The multi-factorial approach adopted by the ECtHR may provide some encouragement to HRA damages claimants, as it signals that a sufficiently ‘strong’ set of facts may found a successful claim. However, this is offset by the Court’s treatment of the application. The ECtHR’s approach is commendably pragmatic, and not insensitive to the invidious position in which the school was placed by the police investigation. Notably, the Court rejected an overly fastidious approach in its review of the various procedural defects during the course of the exclusion process.

Provided schools reserve exclusion for serious cases in which less intrusive measures are inadequate, restrict the removal to as short a period as possible and make sensible efforts to provide alternative educational support, they should find themselves on sound legal footing.

It should also be noted that the Court accepted that A2P1 does not require that students have access to the entirety of the national curriculum during temporary exclusions (this is most immediately relevant to the pupil referral unit, where the full national curriculum is not available). However, the ECtHR gave a strong indication that the position would differ in respect of permanent expulsions.

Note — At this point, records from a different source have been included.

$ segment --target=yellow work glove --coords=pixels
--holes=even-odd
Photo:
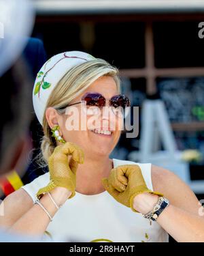
[[[76,171],[78,164],[82,164],[84,159],[82,150],[72,143],[67,142],[56,147],[48,160],[50,181],[46,186],[38,190],[37,198],[56,186],[67,188],[72,192],[69,198],[73,197],[75,194]]]
[[[139,194],[148,192],[160,196],[163,195],[151,191],[146,186],[141,169],[137,165],[121,165],[111,170],[108,178],[102,179],[105,189],[119,203],[130,207],[133,212],[133,199]]]

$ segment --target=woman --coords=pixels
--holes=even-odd
[[[33,98],[50,172],[5,199],[5,226],[64,241],[168,242],[168,233],[177,241],[204,241],[201,205],[176,175],[109,159],[122,110],[129,106],[115,68],[85,53],[58,54],[39,72]],[[80,115],[73,119],[75,109]],[[86,118],[86,129],[79,116]],[[71,118],[80,129],[70,130]]]

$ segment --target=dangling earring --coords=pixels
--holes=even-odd
[[[65,143],[66,141],[64,139],[60,136],[59,134],[59,126],[55,126],[51,129],[52,137],[54,137],[56,141],[61,142],[62,143]]]

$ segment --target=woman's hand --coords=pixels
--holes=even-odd
[[[146,186],[141,169],[137,165],[121,165],[112,169],[108,178],[103,179],[105,190],[119,203],[135,209],[135,197],[143,193],[151,193],[163,196],[158,192],[151,191]]]
[[[56,147],[48,160],[50,182],[38,190],[37,197],[40,198],[43,194],[57,186],[71,191],[69,198],[73,197],[76,186],[76,171],[78,164],[82,164],[84,159],[82,150],[75,144],[67,142]]]

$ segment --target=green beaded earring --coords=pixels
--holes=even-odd
[[[51,129],[52,137],[54,137],[56,141],[65,143],[66,141],[59,134],[59,126],[55,126]]]

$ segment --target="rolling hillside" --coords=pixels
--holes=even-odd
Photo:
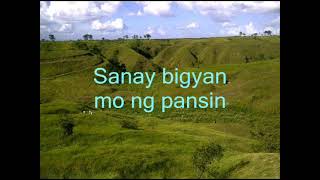
[[[128,71],[224,71],[229,83],[181,89],[164,86],[158,74],[150,89],[96,85],[93,70],[113,55]],[[209,92],[224,95],[227,109],[159,108],[164,95]],[[96,95],[153,95],[157,108],[96,110]],[[75,122],[70,137],[61,136],[62,112]],[[124,120],[138,128],[124,128]],[[212,141],[224,156],[202,178],[280,177],[279,36],[40,43],[42,178],[198,178],[193,153]]]

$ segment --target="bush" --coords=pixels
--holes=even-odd
[[[71,136],[73,134],[74,122],[66,114],[60,116],[59,125],[63,130],[64,136]]]
[[[138,129],[138,123],[134,120],[122,120],[120,124],[122,128]]]
[[[206,171],[208,165],[223,157],[223,148],[219,144],[209,143],[198,147],[193,153],[192,162],[199,173],[199,178]]]

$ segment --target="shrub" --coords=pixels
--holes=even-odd
[[[67,116],[66,114],[61,114],[59,125],[63,130],[64,136],[71,136],[73,134],[73,128],[75,124],[73,120],[70,118],[70,116]]]
[[[138,129],[138,123],[134,120],[122,120],[120,124],[122,128]]]
[[[192,163],[199,173],[199,178],[206,171],[208,165],[218,161],[223,156],[223,148],[216,143],[209,143],[198,147],[192,156]]]

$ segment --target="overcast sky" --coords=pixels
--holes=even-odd
[[[279,1],[41,1],[40,39],[218,37],[280,33]]]

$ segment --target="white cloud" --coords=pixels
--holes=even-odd
[[[91,2],[91,1],[51,1],[40,2],[40,23],[51,21],[70,23],[109,16],[117,11],[120,2]]]
[[[196,22],[192,22],[186,26],[187,29],[196,29],[199,28],[199,24]]]
[[[254,27],[252,22],[249,22],[249,24],[245,25],[245,33],[251,35],[253,33],[258,33],[258,30]]]
[[[164,36],[164,35],[166,35],[166,32],[161,27],[159,27],[159,28],[148,27],[145,34]]]
[[[117,18],[114,21],[107,21],[105,23],[95,20],[91,23],[91,28],[94,30],[117,31],[123,30],[125,28],[125,24],[121,18]]]
[[[187,10],[193,9],[193,2],[192,1],[176,1],[176,3]]]
[[[279,12],[280,1],[244,1],[235,3],[243,12]]]
[[[272,34],[280,34],[280,28],[274,28],[274,27],[271,27],[271,26],[267,26],[263,29],[263,32],[264,31],[271,31]]]
[[[155,16],[172,16],[171,1],[143,1],[137,2],[143,6],[143,13]]]
[[[58,32],[72,32],[72,24],[62,24]]]
[[[113,14],[117,11],[121,3],[119,1],[107,1],[101,5],[101,10],[108,14]]]
[[[196,10],[214,21],[226,22],[239,13],[280,13],[279,1],[180,1],[178,6]]]
[[[142,16],[142,12],[139,10],[137,13],[134,13],[134,12],[130,12],[128,13],[128,16]]]
[[[240,27],[234,23],[230,23],[230,22],[224,22],[221,23],[221,26],[223,27],[222,30],[220,30],[221,34],[224,35],[238,35],[239,32],[241,31]]]

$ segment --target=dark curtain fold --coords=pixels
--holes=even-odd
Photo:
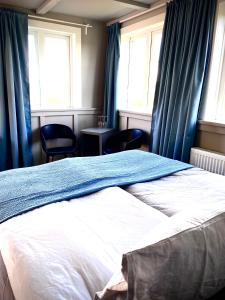
[[[108,27],[108,46],[105,68],[104,114],[107,127],[117,127],[117,76],[120,58],[120,24]]]
[[[30,165],[28,17],[0,9],[0,170]]]
[[[189,161],[212,50],[216,0],[167,4],[150,150]]]

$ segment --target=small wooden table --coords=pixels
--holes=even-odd
[[[105,141],[113,133],[113,128],[85,128],[80,132],[82,135],[91,135],[98,138],[99,155],[102,155]]]

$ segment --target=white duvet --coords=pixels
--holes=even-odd
[[[92,299],[122,254],[165,219],[115,187],[5,222],[0,250],[15,298]]]

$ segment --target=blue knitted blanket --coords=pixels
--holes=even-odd
[[[0,223],[46,204],[106,187],[151,181],[191,167],[152,153],[130,150],[5,171],[0,173]]]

The judgment is also of wider interest as regards the content of the A2P1 right to education. It has long been debated (see the posts by Peter Oldham QC and Ed Capewell on our blog covering the 2010 decisions of the Supreme Court in A v Essex CC and JR 17) whether the content of the right which A2P1 protects is fixed by reference to the standard of education guaranteed by law in the domestic legal system or, rather, is restricted to some (lower) objective minimum standard. The ECtHR, without detailed reasoning or reference to authority, now appears to have departed from its previous case-law and to have accepted the former formulation. Consequently, in principle, it would seem that a student might be able to pursue an HRA damages claim if educational provision to which he is legally entitled under domestic law is not forthcoming e.g. consider certain legal rights to SEN provision. It can be expected that this argument will be further explored in the domestic courts in the near future.